Shareholder Value Uber Alles

On Monday, the Business Roundtable announced that nearly 200 of its leaders had signed onto a statement that appears to reverse 30 years of evolution in corporate governance. No longer is the purpose of corporations “principally to serve their shareholders,” as the BRT has held since 1997. Now the purpose is to serve both investors and other stakeholders: employees, suppliers, community and environment.

The announcement from the BRT, which is chaired by JPMorgan Chase CEO Jamie Dimon, got the headlines it wanted. But what apparently none of the reporters covering the press release thought to ask was whether any executive compensation measures would change following the announcement.

It is hard to imagine that the 200 executives who signed onto the pledge did so with the expectation that their stock-based compensation and performance bonuses would disappear, or that they would soon have performance incentives relating to employee wellbeing or environmental goals. 

The era of shareholder primacy might be dated to Milton Friedman’s 1970 essay, “The Social Responsibility of Business is to Increase its Profits.” As Friedman argued more pungently elsewhere:

Few trends could so thoroughly undermine the very foundations of our free society as the acceptance by corporate officials of a social responsibility other than to make as much money for their stockholders as possible. This is a fundamentally subversive doctrine.

Friedman’s argument was largely rhetorical.
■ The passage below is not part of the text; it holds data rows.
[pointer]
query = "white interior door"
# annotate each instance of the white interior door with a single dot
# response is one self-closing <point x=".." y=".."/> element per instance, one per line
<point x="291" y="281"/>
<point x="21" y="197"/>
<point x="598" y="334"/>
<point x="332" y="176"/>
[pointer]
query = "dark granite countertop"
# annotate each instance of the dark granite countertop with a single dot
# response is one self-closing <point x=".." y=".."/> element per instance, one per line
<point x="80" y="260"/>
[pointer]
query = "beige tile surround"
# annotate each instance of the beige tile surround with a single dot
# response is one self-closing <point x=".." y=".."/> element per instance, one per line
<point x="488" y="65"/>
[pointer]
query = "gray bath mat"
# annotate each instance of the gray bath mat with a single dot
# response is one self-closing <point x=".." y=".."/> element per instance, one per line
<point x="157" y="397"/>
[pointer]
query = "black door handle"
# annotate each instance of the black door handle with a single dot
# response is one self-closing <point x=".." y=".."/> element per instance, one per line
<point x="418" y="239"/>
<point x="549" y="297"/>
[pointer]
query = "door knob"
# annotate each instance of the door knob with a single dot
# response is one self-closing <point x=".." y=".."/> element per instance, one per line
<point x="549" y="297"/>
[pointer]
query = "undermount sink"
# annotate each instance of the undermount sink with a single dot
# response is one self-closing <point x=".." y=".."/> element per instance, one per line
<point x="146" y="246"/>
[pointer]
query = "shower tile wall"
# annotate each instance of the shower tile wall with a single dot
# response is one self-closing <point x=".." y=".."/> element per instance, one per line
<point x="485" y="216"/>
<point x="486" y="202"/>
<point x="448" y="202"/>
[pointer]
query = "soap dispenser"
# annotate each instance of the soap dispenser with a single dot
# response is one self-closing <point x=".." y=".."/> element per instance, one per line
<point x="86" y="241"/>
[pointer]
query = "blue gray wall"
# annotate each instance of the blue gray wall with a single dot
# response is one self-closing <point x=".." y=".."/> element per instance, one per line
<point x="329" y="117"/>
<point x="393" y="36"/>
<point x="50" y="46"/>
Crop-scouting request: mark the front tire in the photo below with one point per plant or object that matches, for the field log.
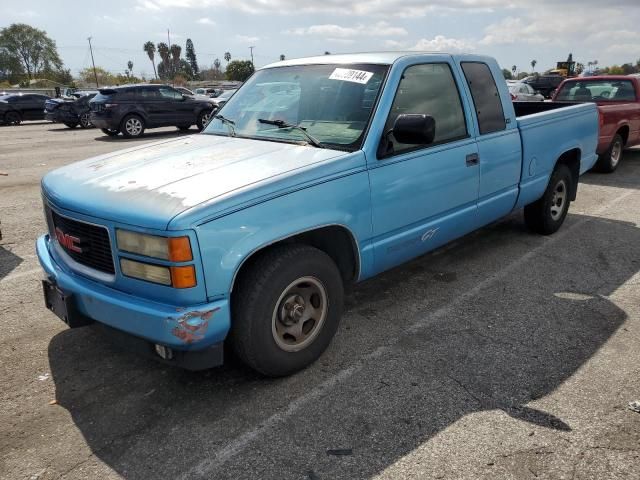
(609, 161)
(85, 120)
(12, 118)
(286, 309)
(132, 126)
(203, 119)
(110, 132)
(546, 215)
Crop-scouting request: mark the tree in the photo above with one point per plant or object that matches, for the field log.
(150, 48)
(191, 58)
(30, 47)
(239, 70)
(163, 51)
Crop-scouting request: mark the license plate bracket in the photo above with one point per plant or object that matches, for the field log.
(63, 306)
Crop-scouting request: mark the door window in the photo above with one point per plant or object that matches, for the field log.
(428, 89)
(486, 98)
(170, 94)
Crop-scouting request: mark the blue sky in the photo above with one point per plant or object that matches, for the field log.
(514, 31)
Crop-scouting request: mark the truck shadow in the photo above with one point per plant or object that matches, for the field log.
(515, 341)
(148, 136)
(8, 262)
(627, 175)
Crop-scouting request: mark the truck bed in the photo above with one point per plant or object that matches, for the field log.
(547, 130)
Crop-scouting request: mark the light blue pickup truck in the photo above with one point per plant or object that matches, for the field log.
(318, 173)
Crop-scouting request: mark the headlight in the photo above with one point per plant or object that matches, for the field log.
(174, 249)
(176, 277)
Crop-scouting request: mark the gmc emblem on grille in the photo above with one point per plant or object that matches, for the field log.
(68, 241)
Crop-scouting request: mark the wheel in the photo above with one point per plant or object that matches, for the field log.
(12, 118)
(132, 126)
(85, 120)
(203, 119)
(546, 215)
(608, 161)
(286, 309)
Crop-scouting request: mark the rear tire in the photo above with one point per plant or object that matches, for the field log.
(132, 126)
(286, 309)
(546, 215)
(12, 118)
(203, 119)
(609, 161)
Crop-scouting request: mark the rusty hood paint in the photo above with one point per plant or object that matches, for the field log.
(149, 185)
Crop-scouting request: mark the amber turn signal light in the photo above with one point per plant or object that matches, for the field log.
(180, 249)
(183, 277)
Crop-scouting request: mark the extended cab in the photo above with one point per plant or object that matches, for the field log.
(247, 233)
(618, 100)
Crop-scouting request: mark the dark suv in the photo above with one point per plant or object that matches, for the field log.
(133, 108)
(72, 111)
(16, 108)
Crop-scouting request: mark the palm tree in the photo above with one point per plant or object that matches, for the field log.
(150, 48)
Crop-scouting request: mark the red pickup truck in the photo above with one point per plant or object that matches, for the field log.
(618, 99)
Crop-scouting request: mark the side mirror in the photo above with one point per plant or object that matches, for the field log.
(414, 129)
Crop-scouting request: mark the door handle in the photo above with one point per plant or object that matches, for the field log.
(473, 159)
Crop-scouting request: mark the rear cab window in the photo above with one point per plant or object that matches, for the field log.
(486, 98)
(597, 91)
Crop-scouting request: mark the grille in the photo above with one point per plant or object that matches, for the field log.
(94, 241)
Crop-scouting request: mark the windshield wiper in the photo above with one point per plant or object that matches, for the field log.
(229, 123)
(282, 124)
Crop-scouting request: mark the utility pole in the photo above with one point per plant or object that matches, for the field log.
(93, 63)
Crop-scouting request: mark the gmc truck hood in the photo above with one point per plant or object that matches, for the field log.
(149, 185)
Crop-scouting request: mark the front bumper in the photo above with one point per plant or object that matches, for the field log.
(195, 333)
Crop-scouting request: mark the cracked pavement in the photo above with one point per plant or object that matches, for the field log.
(502, 355)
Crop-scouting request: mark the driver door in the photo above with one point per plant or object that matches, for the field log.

The real economic justification for putting shareholders first came from economist Michael Jensen, who outlined the agency problems that exist between shareholder and manager and argued that corporate executives be increasingly compensated with stock awards, stock options, and bonuses based on financial performance. 
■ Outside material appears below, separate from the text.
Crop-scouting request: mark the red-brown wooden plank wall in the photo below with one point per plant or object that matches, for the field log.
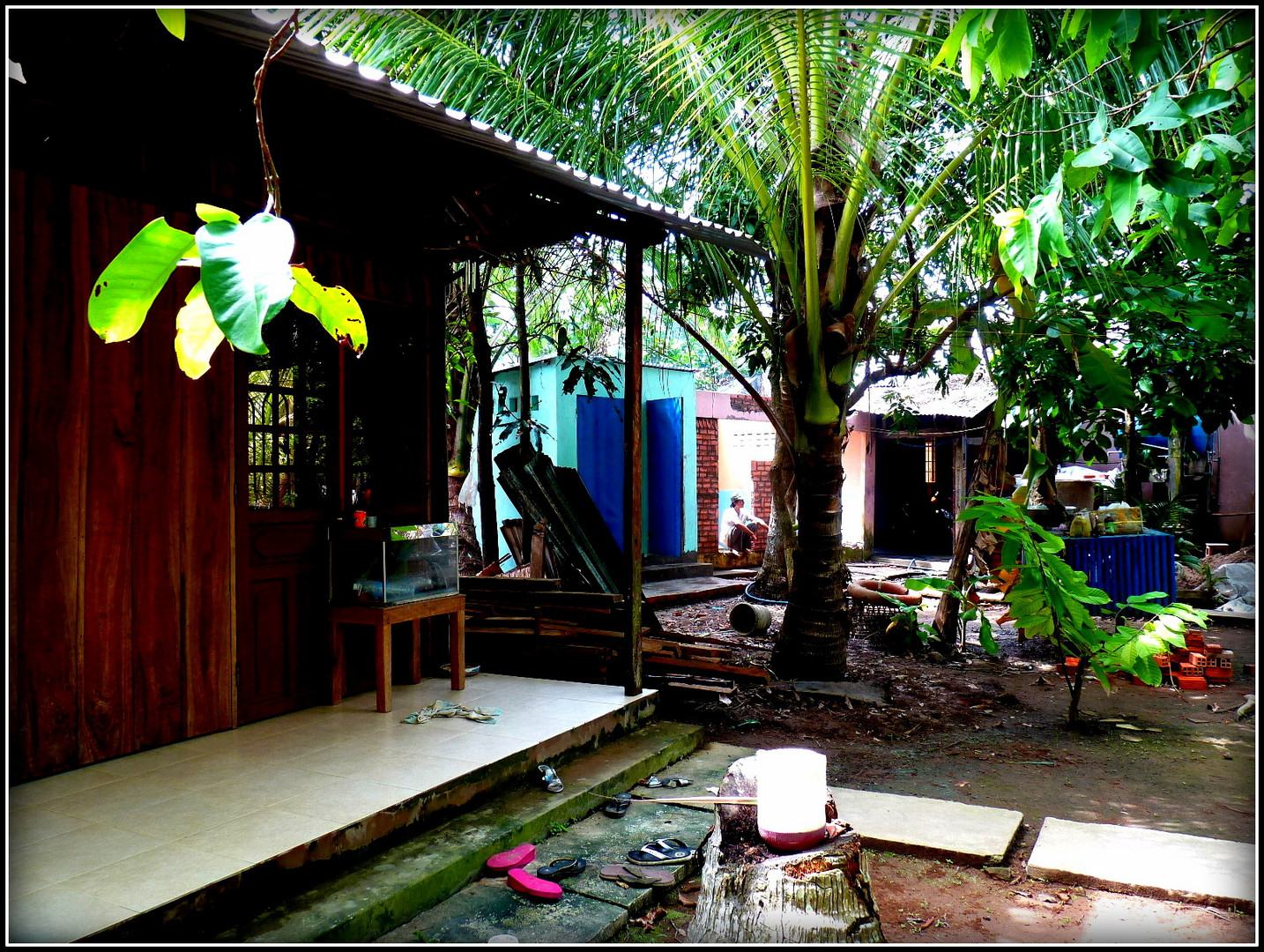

The sine non qua of the shareholder primacy movement was equity-based compensation. In the 1970s, equity-based compensation was relatively rare, as were stock options. Their use accelerated from the 1980s through the 2000s. Though the composition of executive pay has continued to evolve, the equity component has remained paramount and in some measures increased. Between 2009 and 2018, the share of average executive pay taking the form of performance-based equity rose from 17 percent to 40 percent. 

There is no indication in the BRT statement that these trends are set to reverse. The appearance, then, is of a business community becoming increasingly aware of the mounting public ire against its central operating principle and opting to head off the criticism via PR rather than actually changing how it operates. 

In this the BRT seems to be following the lead of Larry Fink, head of BlackRock, who has in recent years devoted many words to changing corporate governance, though comparatively few actions (as one of the world’s largest shareholders, BlackRock actually has some leverage in these matters). 

It is important and telling that the BRT saw fit to change its stated mandate. Public attitudes have evolved, as has the role of the corporation in society. But until there’s a corresponding shift in the incentives facing executives, it’s mostly PR.